# Dirty little critters



## Beerman069 (Nov 20, 2012)

So I ran some traps yesterday all dirt hole sets and to my surprise all I found when i checked them all of my traps were still set and there was fecal matter at three of them. one had dug to the side of my trap and never hit the pan. Can anyone help me with what I am doing wrong? I was thinking maybe my dirtholes are not deep enough but who knows any help would be greatly appreciated.


----------



## coyotejon (Feb 4, 2010)

Your traps are probably contaminated so you may have somehow got too much scent on the traps somehow.


----------



## beavertrapper (Dec 31, 2012)

coyotejon said:


> Your traps are probably contaminated so you may have somehow got too much scent on the traps somehow.


I agree


----------



## 220swift (Mar 2, 2011)

definitely trap or trap bed contamination...............


----------



## Beerman069 (Nov 20, 2012)

Thanks y'all I will pull em and reset with different ones


----------



## youngdon (Mar 10, 2010)

So if his traps are contaminated, how does he decontaminate them ?


----------



## coyotejon (Feb 4, 2010)

Boil them.


----------



## Ruger (Jan 22, 2011)

Ive had packrats dig and take pan covers from my sets.


----------



## Beerman069 (Nov 20, 2012)

Only one was dug at but 2 others had poo in them or to the side. But how much lower than the ground should my trap be in a dirt hole set?


----------



## 220swift (Mar 2, 2011)

the bedded, covered trap should be in a slight depression in front of the hole...............


----------



## coyotejon (Feb 4, 2010)

220swift said:


> the bedded, covered trap should be in a slight depression in front of the hole...............
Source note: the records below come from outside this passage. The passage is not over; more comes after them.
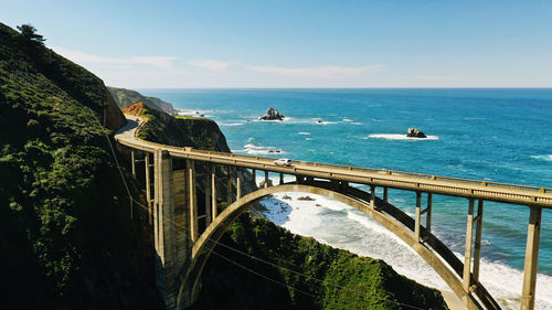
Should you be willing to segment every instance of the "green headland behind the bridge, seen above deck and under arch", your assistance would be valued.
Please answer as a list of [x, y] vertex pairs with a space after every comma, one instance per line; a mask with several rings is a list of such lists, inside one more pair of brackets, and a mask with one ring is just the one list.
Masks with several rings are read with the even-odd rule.
[[[173, 117], [141, 104], [126, 110], [148, 119], [138, 132], [145, 140], [230, 152], [223, 133], [212, 120]], [[224, 184], [219, 186], [225, 190]], [[263, 264], [219, 245], [214, 252], [223, 257], [211, 256], [194, 309], [411, 309], [404, 304], [447, 309], [439, 291], [396, 274], [383, 260], [359, 257], [294, 235], [250, 213], [232, 224], [221, 242], [311, 277]]]

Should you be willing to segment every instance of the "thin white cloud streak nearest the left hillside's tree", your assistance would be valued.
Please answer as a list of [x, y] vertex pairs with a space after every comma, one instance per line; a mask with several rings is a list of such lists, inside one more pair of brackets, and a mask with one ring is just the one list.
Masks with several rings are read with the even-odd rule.
[[173, 56], [131, 56], [127, 58], [115, 58], [97, 56], [64, 47], [52, 47], [52, 50], [76, 63], [140, 64], [151, 65], [160, 68], [170, 68], [172, 66], [172, 62], [177, 60], [177, 57]]

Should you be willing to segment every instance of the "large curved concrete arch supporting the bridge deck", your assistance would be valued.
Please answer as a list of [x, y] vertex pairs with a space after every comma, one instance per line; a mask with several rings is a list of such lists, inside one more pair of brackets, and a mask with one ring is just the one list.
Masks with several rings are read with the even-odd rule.
[[[473, 288], [474, 293], [466, 292], [463, 288], [461, 276], [458, 276], [459, 270], [464, 267], [463, 263], [440, 240], [429, 233], [426, 235], [426, 242], [432, 245], [434, 250], [437, 248], [440, 257], [424, 243], [420, 243], [414, 236], [413, 231], [408, 227], [412, 226], [410, 222], [413, 220], [399, 209], [379, 199], [376, 199], [375, 207], [371, 207], [365, 199], [363, 200], [368, 193], [354, 188], [347, 186], [335, 190], [332, 189], [335, 188], [333, 184], [323, 181], [312, 182], [311, 184], [283, 184], [259, 189], [229, 205], [198, 238], [190, 257], [180, 268], [180, 282], [177, 284], [179, 287], [177, 309], [191, 306], [199, 297], [203, 267], [212, 249], [216, 246], [227, 227], [254, 203], [268, 195], [283, 192], [302, 192], [322, 195], [359, 210], [413, 248], [445, 280], [455, 295], [467, 304], [468, 309], [500, 309], [498, 303], [496, 303], [480, 284]], [[383, 213], [382, 210], [385, 210], [386, 213]]]

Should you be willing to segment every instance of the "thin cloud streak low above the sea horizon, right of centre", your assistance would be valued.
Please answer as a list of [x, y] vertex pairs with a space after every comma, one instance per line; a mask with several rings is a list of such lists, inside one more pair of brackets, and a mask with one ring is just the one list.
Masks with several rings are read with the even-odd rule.
[[318, 66], [318, 67], [277, 67], [277, 66], [248, 66], [251, 71], [270, 73], [278, 75], [287, 75], [295, 77], [309, 77], [309, 78], [336, 78], [336, 77], [355, 77], [365, 73], [373, 73], [382, 68], [384, 65], [371, 66]]

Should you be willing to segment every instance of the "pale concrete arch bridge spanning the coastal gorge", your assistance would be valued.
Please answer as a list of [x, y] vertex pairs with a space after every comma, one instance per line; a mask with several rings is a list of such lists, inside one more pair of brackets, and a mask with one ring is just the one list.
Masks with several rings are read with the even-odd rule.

 Yup. You always want your trap lower than the surrounding ground, particularly the pan. When you have your set all done place your sifter over your trap bed, the pan should be the lowest spot, using the sifter just helps get a good feel for how low your trap is. Another set would be a step down dirt hole where the trap is bedded much lower than the surrounding ground forcing the animal right on to your pan.


----------



## Idahotrapper (Sep 6, 2012)

Well I'm not an expert by any means but I would venture to say that if you had a K9 dig up the side of your trap, then maybe the trap wasn't bedded solid enough. If the ground is loose underneath their feet sometimes that will cause them to dig. I have had this same thing happen before. I just removed the "present" they left me and rebedded my trap. A couple days later I had a nice female coyote waiting for me. Sometimes you just get an old dog that is trap wise, and he will give you grief to no end. Like the other guys have said, keeping human scent and foreign odors to a minimum is also important. hope this helps


----------



## Mick105 (Jan 6, 2012)

Using the same gloves to bait the set and you use to set the trap will cause the trap/trap bed to get contaminated. I bait/lure the set first then switch gloves and set the trap. My thought is it prevents me from dropping lure/bait on the trap.


----------



## Beerman069 (Nov 20, 2012)

I finally got the coyote that was Taking turds in my trap sets on Sunday. I don't know how to post pics from my cell but I will try at work tomorrow.


----------